Вщижская модель мира изготавливалась по всей вероятности, в 1160-е годы, в то самое время, когда перестраивался город Владимир, закладывался Боголюбовский замок Андрея Юрьевича. Тревожное время, когда сам князь искал защиты "от стрел, летящих во тьме разделения нашего", сказалось в концепции модели мира, в которой скульптор выдвинул по существу одну тему - светлое солнечное начало господствует над ночным мраком, солнце охраняет покой птиц, клюющих ростки.
Удивляет полное отсутствие христианской символики. В какой-то мере это находит параллели в "Слове о полку Игореве", где нет обращений к богу, но упоминаются Белес и Стрибог, Карна и Желя, Хорс и Дажьбог.
У самого Андрея Боголюбского дважды возникали острые конфликты с высшим духовенством по поводу так называемого "мясоядения", т. е. обычая принимать ритуальную (язычески ритуальную!) мясную пищу, не взирая на церковные запреты, связанные с постными днями.

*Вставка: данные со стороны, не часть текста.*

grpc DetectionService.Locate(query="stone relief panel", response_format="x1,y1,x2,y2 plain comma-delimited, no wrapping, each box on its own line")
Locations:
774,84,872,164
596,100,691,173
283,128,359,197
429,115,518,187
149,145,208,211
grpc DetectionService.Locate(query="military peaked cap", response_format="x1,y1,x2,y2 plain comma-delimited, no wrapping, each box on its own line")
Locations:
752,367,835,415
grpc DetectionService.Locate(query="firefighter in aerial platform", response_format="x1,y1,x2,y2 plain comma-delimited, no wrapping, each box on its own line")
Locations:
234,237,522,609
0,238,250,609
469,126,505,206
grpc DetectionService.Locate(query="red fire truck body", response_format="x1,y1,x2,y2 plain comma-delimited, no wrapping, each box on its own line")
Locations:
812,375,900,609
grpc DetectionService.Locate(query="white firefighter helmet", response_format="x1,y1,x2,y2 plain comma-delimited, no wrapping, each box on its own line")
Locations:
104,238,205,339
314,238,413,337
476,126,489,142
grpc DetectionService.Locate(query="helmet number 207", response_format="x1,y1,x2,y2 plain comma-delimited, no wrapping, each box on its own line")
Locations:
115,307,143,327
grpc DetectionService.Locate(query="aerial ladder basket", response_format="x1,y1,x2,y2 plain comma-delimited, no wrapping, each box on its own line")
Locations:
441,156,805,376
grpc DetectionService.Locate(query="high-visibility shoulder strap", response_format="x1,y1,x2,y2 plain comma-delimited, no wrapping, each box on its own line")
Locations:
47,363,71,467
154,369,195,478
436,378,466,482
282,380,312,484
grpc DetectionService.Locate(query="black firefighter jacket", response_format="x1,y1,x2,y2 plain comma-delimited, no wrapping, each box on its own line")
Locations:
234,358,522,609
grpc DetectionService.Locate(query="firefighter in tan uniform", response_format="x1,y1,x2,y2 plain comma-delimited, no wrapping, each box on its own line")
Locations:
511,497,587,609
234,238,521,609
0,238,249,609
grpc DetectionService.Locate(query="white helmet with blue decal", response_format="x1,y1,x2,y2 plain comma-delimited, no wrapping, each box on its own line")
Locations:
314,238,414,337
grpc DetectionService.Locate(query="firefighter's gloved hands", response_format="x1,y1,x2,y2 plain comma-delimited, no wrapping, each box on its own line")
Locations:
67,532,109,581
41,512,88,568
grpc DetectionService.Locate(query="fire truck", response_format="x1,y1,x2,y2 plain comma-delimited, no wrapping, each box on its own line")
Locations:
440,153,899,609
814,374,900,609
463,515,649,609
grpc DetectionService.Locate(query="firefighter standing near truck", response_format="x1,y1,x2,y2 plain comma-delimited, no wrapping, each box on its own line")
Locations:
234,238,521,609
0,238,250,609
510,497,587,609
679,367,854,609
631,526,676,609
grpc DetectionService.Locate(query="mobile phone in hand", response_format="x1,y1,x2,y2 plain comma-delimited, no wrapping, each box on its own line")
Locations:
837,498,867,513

Полуязыческая-полухристианская модель мира мастера Константина не должна нас удивлять - она вписывается в свою эпоху, как и белокаменная резьба владимирской архитектуры. Возвращаясь к теме новгородского "бога-крокодила", то залегающего водные пути, то одаривающего гусляра волшебным даром, то требующего себе человеческой жертвы, мы должны быть благодарны мастеру Константину, донесшему до нас архаичное представление о ящере, глотающем солнце. Владимирское княжество во второй половине XII в. доходило порой до Северной Двины, до области распространения шаманских "сульде" с ящером, глотающим солнце. Вероятно, владимирский скульптор знал какие-то предания и мифы о подземном владыке и воплотил их в своей напрестольной сени. Ящеры вщижских арок овеществляют в наших глазах мифологические персонажи былин о Садке и преданий о "боге-крокодиле", сближая их в свою очередь с польскими средневековыми сведениями о культе "Яже" или "Яще" с двумя богинями и с детской игрой XIX в., воспроизводящей жертвоприношение Ящеру.
Глава 7. Жреческое сословие древней Руси
Волхвы
Предыдущее изложение много раз подводило нас к теме славянского жречества, но, к сожалению, в дошедших до нас источниках (преимущественно церковного происхождения) эта тема умышленно не разрабатывалась, и фигуры языческих волхвов появлялись на страницах летописей лишь в исключительных случаях, когда им удавалось увлечь за собой чуть ли не целый город.(Интересной промежуточной стадией между волхвами средневековья и ведунами, знахарями и сказителями XIX в. являются севернорусские скоморохи XVI-XVII вв., которых справедливо считают наследниками языческих волхвов. См.: Фаминцын А. С. Скоморохи на Руси. СПб., 1889, с. 129 и след.; Морозов А. Скоморохи на Севере. - Альманах "Север". Архангельск, 1946.)